OTX-DP treatment was well tolerated overall. Although, we have continued to analyze the available data from this trial, we believe that these top line results support the continued development of this drug product candidate for the treatment of allergic conjunctivitis.
By year end, we expect to fully analyze additional data regarding secondary efficacy measures and safety results, including more detailed aggressive end information. Thereafter, we plan to submit this clinical data and meet with the FDA to discuss next steps for this clinical program.
Although, effective for treatment of allergic conjunctivitis, topical corticosteroids are often limited in use due to potential side effects such as increased intraocular pressure. A low-dose sustained-release corticosteroid may alleviate the symptoms of allergic conjunctivitis without unwanted side effects.

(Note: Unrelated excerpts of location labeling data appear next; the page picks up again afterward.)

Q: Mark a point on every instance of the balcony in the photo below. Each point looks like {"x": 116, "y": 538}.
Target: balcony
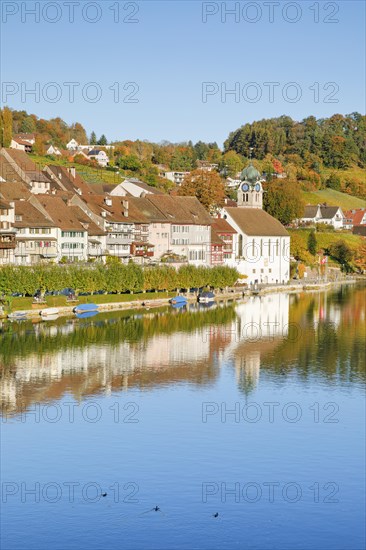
{"x": 127, "y": 240}
{"x": 49, "y": 252}
{"x": 7, "y": 240}
{"x": 142, "y": 250}
{"x": 97, "y": 252}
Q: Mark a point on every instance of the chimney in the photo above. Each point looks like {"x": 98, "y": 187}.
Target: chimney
{"x": 125, "y": 206}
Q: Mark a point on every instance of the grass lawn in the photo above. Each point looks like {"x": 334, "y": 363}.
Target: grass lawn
{"x": 89, "y": 174}
{"x": 333, "y": 198}
{"x": 324, "y": 240}
{"x": 19, "y": 304}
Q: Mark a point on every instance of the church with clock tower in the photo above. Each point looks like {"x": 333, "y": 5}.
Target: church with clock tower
{"x": 250, "y": 191}
{"x": 262, "y": 244}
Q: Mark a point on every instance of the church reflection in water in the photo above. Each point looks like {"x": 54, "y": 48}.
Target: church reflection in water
{"x": 113, "y": 352}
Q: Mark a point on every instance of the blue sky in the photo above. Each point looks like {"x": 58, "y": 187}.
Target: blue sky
{"x": 170, "y": 52}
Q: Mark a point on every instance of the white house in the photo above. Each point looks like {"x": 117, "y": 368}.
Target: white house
{"x": 51, "y": 150}
{"x": 332, "y": 215}
{"x": 7, "y": 231}
{"x": 322, "y": 213}
{"x": 175, "y": 177}
{"x": 262, "y": 244}
{"x": 100, "y": 156}
{"x": 73, "y": 144}
{"x": 134, "y": 187}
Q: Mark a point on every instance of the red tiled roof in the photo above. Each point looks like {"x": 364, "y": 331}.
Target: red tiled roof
{"x": 220, "y": 225}
{"x": 256, "y": 222}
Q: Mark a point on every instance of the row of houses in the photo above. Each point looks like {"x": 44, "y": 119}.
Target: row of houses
{"x": 334, "y": 216}
{"x": 25, "y": 142}
{"x": 53, "y": 214}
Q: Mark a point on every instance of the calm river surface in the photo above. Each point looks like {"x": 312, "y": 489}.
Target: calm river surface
{"x": 254, "y": 410}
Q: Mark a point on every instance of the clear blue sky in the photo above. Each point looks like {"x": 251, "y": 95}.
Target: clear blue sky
{"x": 169, "y": 52}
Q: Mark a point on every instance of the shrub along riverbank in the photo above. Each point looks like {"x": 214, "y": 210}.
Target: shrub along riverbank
{"x": 114, "y": 278}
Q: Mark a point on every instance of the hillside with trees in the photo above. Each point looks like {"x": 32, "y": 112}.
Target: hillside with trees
{"x": 317, "y": 158}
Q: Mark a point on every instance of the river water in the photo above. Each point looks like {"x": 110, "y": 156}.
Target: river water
{"x": 251, "y": 410}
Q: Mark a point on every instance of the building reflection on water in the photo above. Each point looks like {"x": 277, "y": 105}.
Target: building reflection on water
{"x": 42, "y": 362}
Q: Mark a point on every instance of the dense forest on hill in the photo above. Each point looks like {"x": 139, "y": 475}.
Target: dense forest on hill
{"x": 335, "y": 142}
{"x": 312, "y": 155}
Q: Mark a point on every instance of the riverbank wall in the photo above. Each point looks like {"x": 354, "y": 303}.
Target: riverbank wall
{"x": 232, "y": 294}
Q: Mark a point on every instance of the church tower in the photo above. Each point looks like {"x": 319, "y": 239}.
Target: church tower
{"x": 250, "y": 190}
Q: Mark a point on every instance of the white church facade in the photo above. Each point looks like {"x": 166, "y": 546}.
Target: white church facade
{"x": 262, "y": 244}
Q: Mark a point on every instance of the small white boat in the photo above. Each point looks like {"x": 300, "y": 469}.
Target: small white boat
{"x": 49, "y": 312}
{"x": 206, "y": 297}
{"x": 17, "y": 316}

The Phase 2 trial provided valuable insight into the advantages of utilizing a modified CAC model which we may incorporate into future prior design. As I mentioned previously, we also just announced the first patients enrolled in our Phase 2b clinical trial of OTX-TP Sustained-release travoprost, a prostaglandin analog for the treatment of glaucoma.
We expect to have data from this study in the third quarter of 2015. This Phase 2b trial is a prospective, randomized, parallel-arm, double-mast, active controlled study consisting of approximately 80 patents who will receive either OTX-TP and placebo drops or a placebo punctum plug and Timolol drops.
In the first quarter of 2015, we also anticipate completion of feasibility studies for our anti-VEGF hydrogel depot. Ocular Therapeutix has had ongoing agreements with three pharmaceutical companies to evaluate the feasibility of using our hydrogel depot to achieve sustained-release of their anti-VEGF drugs, in early stage pre-clinical models.
In addition, we recently find an early stage agreement with another pharmaceutical company to discuss the likelihood of achieving sustained-release of several of their drugs in a hydrogel depot. We have additional interest from other pharmaceutical companies in our drug delivery program.
Depending on the outcome of these studies, we will determine our forward development path and assuming a positive outcome, we would potentially explore a broader strategic alliance with one of these partners. Again, we have not established any expectations for this program as it is at an early stage of development and still carries high risk.
But given the market size, it could be a potentially large opportunity. Since our closing of our IPO in July, we have had an exciting and busy few months with the company. We are pleased with the progress that we have made with the lead product candidates in our pipeline and look forward to the coming months.
I will now turn the call back over to Brad, who will review the third quarter 2014 financials..
Thanks, Amar. As Amar mentioned previously, during the third quarter of 2014, we closed our initial public offering and raised 75 million in gross proceeds including the exercise of the over-allotment option. After all fees and expenses, we received over 67 million in net proceeds.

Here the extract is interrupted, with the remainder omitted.